Large Science and Education Campus Coming to Prince William Sound

Our New Home

5-acre waterfront research and education campus made possible by major grants from the Exxon Valdez Oil Spill Trustee Council, the M.J. Murdock Charitable Trust, ConocoPhillips Alaska, the Rasmuson Foundation, and others from Alaska and beyond.

May 25th 2021

After years of planning, including a multiyear fundraising campaign, construction has begun on the Prince William Sound Science Center’s forthcoming 5-acre waterfront campus. Founded just after the Exxon Valdez oil spill in 1989, the nonprofit Science Center has focused heavily on climate, oceanography, fisheries, birds and oil spill research in the region, contributing more than $120 million to the state’s economy in the process.

The centerpiece of the new campus is a 20,000-square-foot main building featuring research laboratories, an education classroom, conference room, offices, and warehousing for the Science Center’s research vessels and other equipment. The new campus is located on Prince William Sound’s Orca Inlet, adjacent to the Copper River Delta and the northern Gulf of Alaska. The region serves as one of the world’s most remote and wonderful living laboratories, home to the world’s richest waters. The site is next to a salmon bearing stream and tidally influenced lagoons, which provide teaching opportunities for the Science Center’s award-winning education programs. The Copper River Watershed Project, another local nonprofit with which the Science Center collaborates, recently received title to over 120 acres of adjacent property whose future uses are restricted to conservation and recreation. Together, the area creates a research, education, recreation, and conservation district that will provide benefits for decades.

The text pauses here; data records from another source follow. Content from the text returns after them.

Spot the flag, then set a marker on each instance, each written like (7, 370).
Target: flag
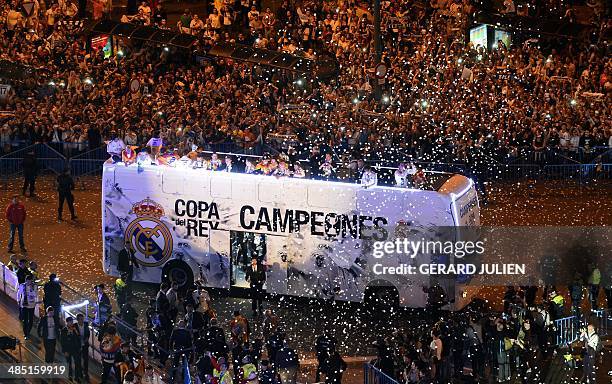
(186, 374)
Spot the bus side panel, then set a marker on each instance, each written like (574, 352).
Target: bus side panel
(411, 212)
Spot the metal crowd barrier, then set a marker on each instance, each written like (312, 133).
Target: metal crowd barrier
(568, 329)
(373, 375)
(9, 286)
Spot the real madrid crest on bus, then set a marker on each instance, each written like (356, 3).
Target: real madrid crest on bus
(147, 236)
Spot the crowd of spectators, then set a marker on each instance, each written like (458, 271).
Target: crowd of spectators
(443, 99)
(499, 347)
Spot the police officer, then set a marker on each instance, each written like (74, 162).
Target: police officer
(256, 276)
(30, 171)
(65, 185)
(557, 303)
(27, 294)
(324, 346)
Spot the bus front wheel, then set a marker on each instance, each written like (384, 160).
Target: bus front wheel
(179, 272)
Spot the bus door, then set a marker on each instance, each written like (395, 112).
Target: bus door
(276, 265)
(245, 246)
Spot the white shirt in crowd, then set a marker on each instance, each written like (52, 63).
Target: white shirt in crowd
(592, 340)
(369, 179)
(27, 290)
(172, 298)
(81, 333)
(115, 147)
(51, 328)
(202, 296)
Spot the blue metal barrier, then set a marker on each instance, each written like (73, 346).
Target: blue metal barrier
(85, 167)
(578, 172)
(511, 172)
(373, 375)
(93, 154)
(568, 329)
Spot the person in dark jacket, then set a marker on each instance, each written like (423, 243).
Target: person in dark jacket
(65, 185)
(180, 340)
(206, 366)
(256, 276)
(125, 360)
(30, 171)
(71, 347)
(162, 304)
(49, 331)
(335, 367)
(84, 334)
(129, 315)
(267, 374)
(194, 321)
(53, 294)
(22, 271)
(324, 346)
(16, 215)
(103, 305)
(214, 340)
(275, 343)
(287, 364)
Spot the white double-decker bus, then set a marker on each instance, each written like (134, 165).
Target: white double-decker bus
(314, 237)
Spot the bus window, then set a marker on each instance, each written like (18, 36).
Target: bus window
(293, 193)
(172, 182)
(196, 185)
(270, 191)
(245, 246)
(147, 179)
(242, 189)
(327, 195)
(221, 186)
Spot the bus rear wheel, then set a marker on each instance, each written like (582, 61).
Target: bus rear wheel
(179, 272)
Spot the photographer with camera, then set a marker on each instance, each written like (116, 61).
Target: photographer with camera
(592, 344)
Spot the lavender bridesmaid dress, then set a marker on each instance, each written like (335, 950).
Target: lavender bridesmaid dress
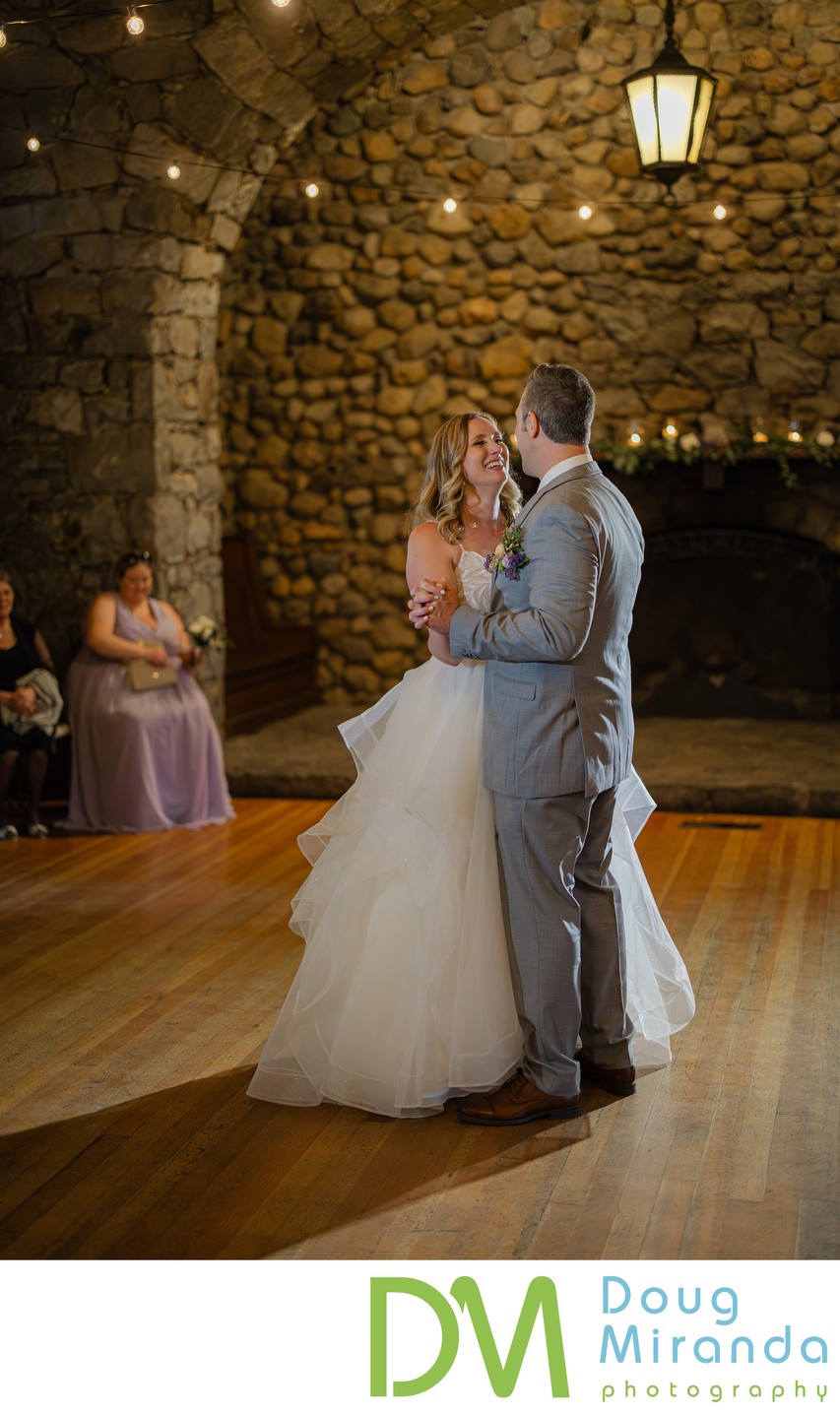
(142, 760)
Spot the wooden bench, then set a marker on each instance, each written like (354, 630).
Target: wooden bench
(270, 668)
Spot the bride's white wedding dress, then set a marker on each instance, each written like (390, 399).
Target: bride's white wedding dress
(403, 995)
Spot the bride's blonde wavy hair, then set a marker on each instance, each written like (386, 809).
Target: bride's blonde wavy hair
(444, 485)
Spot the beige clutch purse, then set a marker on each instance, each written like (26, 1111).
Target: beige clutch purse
(145, 676)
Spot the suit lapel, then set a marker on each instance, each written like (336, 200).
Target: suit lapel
(587, 469)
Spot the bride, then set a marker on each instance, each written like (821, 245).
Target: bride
(403, 995)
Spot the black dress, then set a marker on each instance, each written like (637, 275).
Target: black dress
(15, 663)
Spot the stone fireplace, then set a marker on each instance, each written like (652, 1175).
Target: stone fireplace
(739, 609)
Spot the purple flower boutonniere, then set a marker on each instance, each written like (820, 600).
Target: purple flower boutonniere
(508, 557)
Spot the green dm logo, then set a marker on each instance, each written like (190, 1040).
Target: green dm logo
(502, 1375)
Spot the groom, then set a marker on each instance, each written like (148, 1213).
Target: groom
(557, 740)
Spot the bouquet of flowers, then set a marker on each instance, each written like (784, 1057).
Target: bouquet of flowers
(207, 633)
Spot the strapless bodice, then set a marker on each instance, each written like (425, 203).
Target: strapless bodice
(474, 582)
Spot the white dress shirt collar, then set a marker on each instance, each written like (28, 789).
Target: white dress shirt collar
(564, 466)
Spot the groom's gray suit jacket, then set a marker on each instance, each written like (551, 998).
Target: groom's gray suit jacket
(557, 680)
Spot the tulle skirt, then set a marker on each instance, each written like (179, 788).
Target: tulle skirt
(403, 995)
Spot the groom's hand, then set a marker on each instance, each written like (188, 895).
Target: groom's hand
(433, 605)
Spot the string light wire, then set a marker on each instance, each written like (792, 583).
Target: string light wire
(571, 201)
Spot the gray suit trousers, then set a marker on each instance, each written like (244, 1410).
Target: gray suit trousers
(564, 933)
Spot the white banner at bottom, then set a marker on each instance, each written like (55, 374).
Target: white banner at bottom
(624, 1337)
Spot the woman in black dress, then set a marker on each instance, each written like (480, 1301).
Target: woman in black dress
(22, 648)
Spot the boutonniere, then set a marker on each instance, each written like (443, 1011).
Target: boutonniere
(508, 557)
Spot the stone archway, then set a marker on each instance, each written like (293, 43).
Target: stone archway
(109, 426)
(112, 271)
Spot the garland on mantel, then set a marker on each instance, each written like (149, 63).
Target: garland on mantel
(689, 450)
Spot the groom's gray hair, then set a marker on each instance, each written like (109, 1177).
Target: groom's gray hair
(563, 402)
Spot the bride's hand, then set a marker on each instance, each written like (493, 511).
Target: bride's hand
(433, 605)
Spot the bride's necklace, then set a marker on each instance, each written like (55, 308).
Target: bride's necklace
(493, 527)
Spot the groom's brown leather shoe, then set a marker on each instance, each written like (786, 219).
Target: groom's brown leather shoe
(616, 1080)
(516, 1103)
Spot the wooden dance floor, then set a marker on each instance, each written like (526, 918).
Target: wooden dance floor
(140, 977)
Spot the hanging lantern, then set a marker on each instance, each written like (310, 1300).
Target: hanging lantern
(669, 106)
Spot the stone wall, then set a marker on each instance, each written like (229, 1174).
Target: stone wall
(353, 323)
(109, 291)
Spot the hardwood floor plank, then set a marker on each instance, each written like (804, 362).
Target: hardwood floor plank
(142, 975)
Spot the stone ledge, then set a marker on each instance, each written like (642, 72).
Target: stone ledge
(719, 767)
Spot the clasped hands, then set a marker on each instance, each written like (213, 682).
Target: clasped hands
(433, 605)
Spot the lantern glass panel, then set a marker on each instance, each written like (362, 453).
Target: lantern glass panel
(675, 95)
(641, 99)
(701, 117)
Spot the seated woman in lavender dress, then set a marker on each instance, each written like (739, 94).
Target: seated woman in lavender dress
(140, 760)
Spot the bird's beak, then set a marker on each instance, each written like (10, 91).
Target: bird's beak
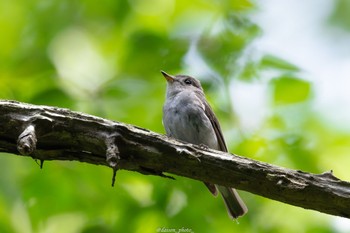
(168, 77)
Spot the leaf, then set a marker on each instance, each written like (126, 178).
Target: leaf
(290, 90)
(270, 61)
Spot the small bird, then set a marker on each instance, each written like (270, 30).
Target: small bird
(187, 116)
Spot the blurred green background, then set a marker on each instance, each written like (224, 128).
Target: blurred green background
(104, 58)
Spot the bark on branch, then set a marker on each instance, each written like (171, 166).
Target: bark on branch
(48, 133)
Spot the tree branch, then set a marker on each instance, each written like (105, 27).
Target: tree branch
(48, 133)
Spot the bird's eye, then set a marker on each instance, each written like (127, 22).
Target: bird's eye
(188, 81)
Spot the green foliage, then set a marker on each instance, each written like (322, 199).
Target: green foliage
(104, 58)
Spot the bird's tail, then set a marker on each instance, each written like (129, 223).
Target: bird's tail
(234, 204)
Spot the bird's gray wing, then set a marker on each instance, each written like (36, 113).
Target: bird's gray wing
(215, 123)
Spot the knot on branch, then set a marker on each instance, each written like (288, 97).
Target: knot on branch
(284, 181)
(26, 142)
(112, 156)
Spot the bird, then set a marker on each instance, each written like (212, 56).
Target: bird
(187, 116)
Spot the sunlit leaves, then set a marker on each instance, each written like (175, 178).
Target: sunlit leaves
(288, 90)
(273, 62)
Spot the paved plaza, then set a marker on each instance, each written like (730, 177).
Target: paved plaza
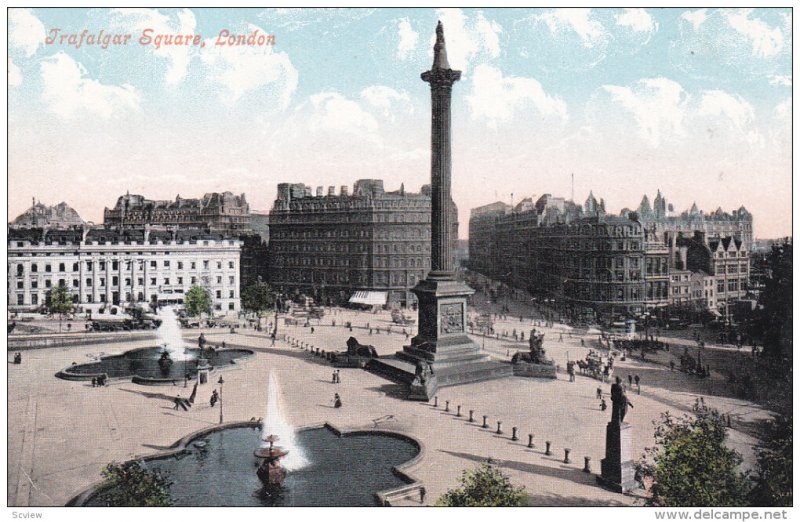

The City of Cordova has been a remarkable partner and worked to identify and sell the Science Center the 5-acre waterfront parcel of land on which to develop the new campus. Extraordinary community and regional support, especially during a pandemic, helped the Science Center meet its initial fundraising goal. This new campus will improve the region’s economy while increasing the breadth and depth of the Science Center’s globally-important research, education, and community benefit programs.

The forthcoming campus is bringing construction-related jobs and positive economic news to a region hit hard by COVID-19. To date, the Science Center has generated $19.1 million in fundraising commitments. The unprecedented global COVID-19 pandemic, along with rising materials, labor, and shipping costs, required the Science Center to defer certain elements of the project. The organization is actively seeking additional funding to enable completion of the original vision, including a dormitory, running seawater system, and seawater heat pump. Today, the Science Center supports 17-20 year-round employees and many more seasonal and contract staff, spread across nearly 15,000 sq. ft. of rented facilities distributed disparately around Cordova. This campus consolidation and expansion project will accommodate more than 30 employees on a unified campus, greatly increasing the Science Center’s contribution to the regional and state economies while making the organization’s work more efficient and impactful.

The anchor funder for the new campus is the Exxon Valdez Oil Spill Trustee Council (EVOSTC), which provided $17.5 million in support. Additional major funders of the new campus include the M.J. Murdock Charitable Trust ($650,000), ConocoPhillips Alaska ($250,000), and the Rasmuson Foundation ($150,000), as well as The Eyak Corporation, CoBank, John Garner, Meera Kohler, the Copper River/Prince William Sound Marketing Association, the Meacham Foundation, the Cordova Community Foundation, and many other individuals and corporations.

It’s anticipated that the current phase of the Science Center’s new campus will be substantially complete in June 2022, with Dawson Construction and NorthForm Architecture handling the design-build effort following conceptual renderings contributed by RIM Architects and Phase 1 plans led by MCG Explore Design. The Science Center seeks to raise an additional $500,000 for Phase 1 of the project, and roughly $6 million for Phase 2.